Monday, April 22, 2013

Flags Fly in French Market to Welcome Dalai Lama

By Kari Dequine Harden

NEW ORLEANS — Squares of blue, white, red, green and yellow cloth danced in the breezy sunshine along the awnings of French Market on Saturday morning.

Across the city, business owners and residents hung the brightly colored Tibetan Buddhist prayer flags over doors and on balconies as a welcoming gesture to His Holiness the Dalai Lama and to celebrate his first visit to New Orleans May 16 to May 18.

According to Tibetan Buddhist tradition, the flags send prayers of love, compassion and happiness to all beings in the world through the wind.

Each colored flag has a different prayer, and each is connected to an element of the Earth. “May all beings be free of suffering and free of the causes of suffering — that’s the core of all the prayers,” Neil Guidry, Tulane University professor of Tibetan Studies in the School of Social Work, said of the symbols and mantras printed on the flags.

The nature of resilience is a focal point of the events surrounding the visit, and the Dalai Lama’s message, said Ronald Marks, dean of Tulane’s School of Social Work.

“Resilience speaks to these qualities that enable us to recover, even thrive, in the face of adversity,” Marks said at a Prayer Flag Day news conference on Saturday. “The people of New Orleans understand this well, and this week, the people of Boston understand this well.”

Marks said the Dalai Lama accepted the invitation to visit New Orleans to pay tribute to the resilience of the community and its residents over the past seven years.

It was Marks who issued the invitation to the Dalai Lama in India in September 2011, and it was Marks who in March 2012 opened the official letter of acceptance. For the past 12 years, Marks has taken a group of graduate students to Dharamsala, India, the home of the Dalai Lama and his government in exile.
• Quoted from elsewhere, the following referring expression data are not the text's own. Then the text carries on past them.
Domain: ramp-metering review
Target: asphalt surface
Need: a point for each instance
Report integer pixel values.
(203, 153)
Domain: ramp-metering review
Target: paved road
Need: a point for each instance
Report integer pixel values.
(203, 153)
The Tulane program grew out of a connection Marks made with Guidry, who in 1997 started the Louisiana Himalaya Association, an organization created to “form a cultural and social service bridge between the Tibetan Refugees in Northern India and the people elsewhere that have so much to learn from their wisdom,” according to its website.

Prayer flags were handed out to a host of city, community and religious leaders at Saturday’s news conference, including New Orleans Archbishop Gregory Aymond. The Dalai Lama’s message of peace, reconciliation and conciliation is important not just for the world but “for us as a city,” Aymond said, specifically in the “battle against murder, violence and racism.”

Marks described over 60 events happening throughout the community in connection with the Dalai Lama’s historic visit. While the public talks are sold out, they will be livestreamed, and numerous other events are free and open to the public.

Robert Turner, owner of Silk Road Collection on Magazine Street, hung prayer flags in front of his Asian antique store Saturday. He said he plans to livestream the Dalai Lama’s public talks on a large screen in his store on May 17 and May 18.

“I’ve been a fan of the Dalai Lama forever,” Turner said. “He’s a great individual. I’m not particularly Buddhist per se, but he’s a great spiritual leader. He’s compassionate, loving, fun and funny.”

Not to be disrespectful, Turner said, but “He seems like someone who it would be a lot of fun to sit down and have a beer with.”

The message of peace, compassion and acceptance of everyone is “something the world could use more of,” Turner said.

There also is an extensive community outreach component, aimed at bringing the message of the Dalai Lama to those who might not otherwise have access to it.

“Whatever city you come from, whatever religion you believe in, love, compassion and understanding are the foundation of our lives,” said the Venerable Tich Thien Ngo. of Phuoc Nguyen Temple.

One of the events will feature a Tibetan Bazaar and the five-day-long creation of a sand mandala in the Ernest J. Morial Convention Center from May 14 to May 17.

The sand mandala is part of the “mystic art” of Tibet, Marks described, during which monks will create an elaborate painting using colored sand before whisking it away and carrying in a procession to the Mississippi River, allowing the river, the Gulf of Mexico, and the ocean to “further spread the message of peace and compassion.”